Sunday, January 13, 2013

Academy for Pirates

The Shiver-Me-Timbers-Me-Hearty-Swashbuckler-Academy-for-Pirates (Yo Ho)! This is the second year I have walked my music students through the "Academy for Pirates," a school for musical "pirates" to swashbuckle and sing their chanties as they learn about rhythm, meter, ostinato and instrumental techniques. The students LOVE what has become known as Pirate Week: for the week, I'll dress up as "Captain Finnegan," a musical pirate captain, and remain in character throughout each school day. Activities include learning the song, "Gonna Be a Pirate" (one of mine), and dissecting the notation of the song on-screen, then playing drums (cannons), triangles (crow's nest bells) and Orff xylophones (rowing their oars) with the song. I plan on making all of the songs, materials and lesson ideas available on TeachersPayTeachers soon.
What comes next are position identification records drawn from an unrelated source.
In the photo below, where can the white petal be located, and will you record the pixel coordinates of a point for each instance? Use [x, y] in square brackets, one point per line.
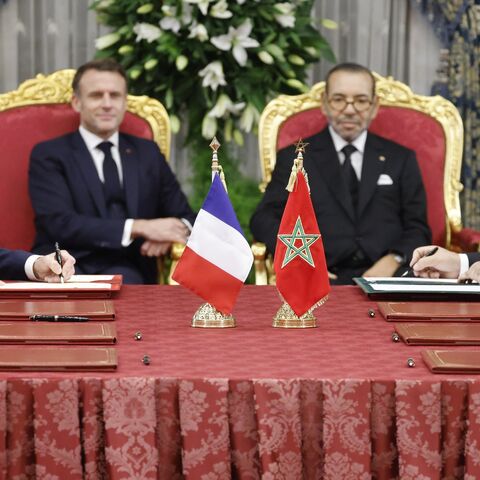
[240, 55]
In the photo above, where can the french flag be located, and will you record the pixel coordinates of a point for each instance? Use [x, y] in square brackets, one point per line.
[217, 258]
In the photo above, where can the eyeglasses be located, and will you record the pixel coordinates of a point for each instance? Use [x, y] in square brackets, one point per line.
[340, 103]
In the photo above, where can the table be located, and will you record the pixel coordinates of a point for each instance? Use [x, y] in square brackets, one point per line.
[335, 402]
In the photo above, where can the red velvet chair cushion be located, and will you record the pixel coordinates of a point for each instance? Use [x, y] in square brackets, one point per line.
[20, 129]
[410, 128]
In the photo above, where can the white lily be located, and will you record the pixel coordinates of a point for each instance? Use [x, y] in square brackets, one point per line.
[225, 106]
[170, 20]
[220, 10]
[202, 5]
[238, 40]
[198, 31]
[285, 15]
[209, 127]
[250, 117]
[213, 75]
[146, 31]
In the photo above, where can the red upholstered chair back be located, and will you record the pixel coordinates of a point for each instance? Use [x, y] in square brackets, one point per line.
[431, 126]
[40, 110]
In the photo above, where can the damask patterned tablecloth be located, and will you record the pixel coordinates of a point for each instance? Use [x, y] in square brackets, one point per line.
[335, 402]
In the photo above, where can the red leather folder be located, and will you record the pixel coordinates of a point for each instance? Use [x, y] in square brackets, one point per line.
[35, 358]
[45, 333]
[22, 309]
[430, 311]
[439, 334]
[91, 289]
[452, 361]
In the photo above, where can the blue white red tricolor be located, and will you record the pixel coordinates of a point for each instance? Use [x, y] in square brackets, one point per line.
[217, 258]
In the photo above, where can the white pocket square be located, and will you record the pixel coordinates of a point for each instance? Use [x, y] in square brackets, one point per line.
[384, 179]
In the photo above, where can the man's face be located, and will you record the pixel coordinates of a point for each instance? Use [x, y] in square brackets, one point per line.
[101, 102]
[349, 103]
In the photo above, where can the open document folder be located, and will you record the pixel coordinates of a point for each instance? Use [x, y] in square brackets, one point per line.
[389, 287]
[81, 286]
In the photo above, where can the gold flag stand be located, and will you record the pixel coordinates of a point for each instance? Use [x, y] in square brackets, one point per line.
[207, 316]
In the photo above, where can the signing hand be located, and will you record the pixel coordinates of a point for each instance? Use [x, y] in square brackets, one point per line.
[46, 268]
[161, 230]
[442, 264]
In the meantime, another great year of the Academy for Pirates is now complete!

Saturday, January 12, 2013

Find my music on
Kindergarten, First, Second, Third, Fourth, Fifth -

Friday, January 11, 2013

New Recorder Songs with Background Tracks

I am creating a supply of simple recorder music that comes alive when played with their accompanying background tracks. So far there are six available online. The tracks are active and fun, and the songs vary in cultural style and genre as implied by their titles:

• Spanish Blade
• Blue Africa
• Sounds of the East
• Texas Train
• Classic Urban
• Rock City

I am finishing up a seventh title, "Native Land," set in a Native American style. I hope these resources are used and useful!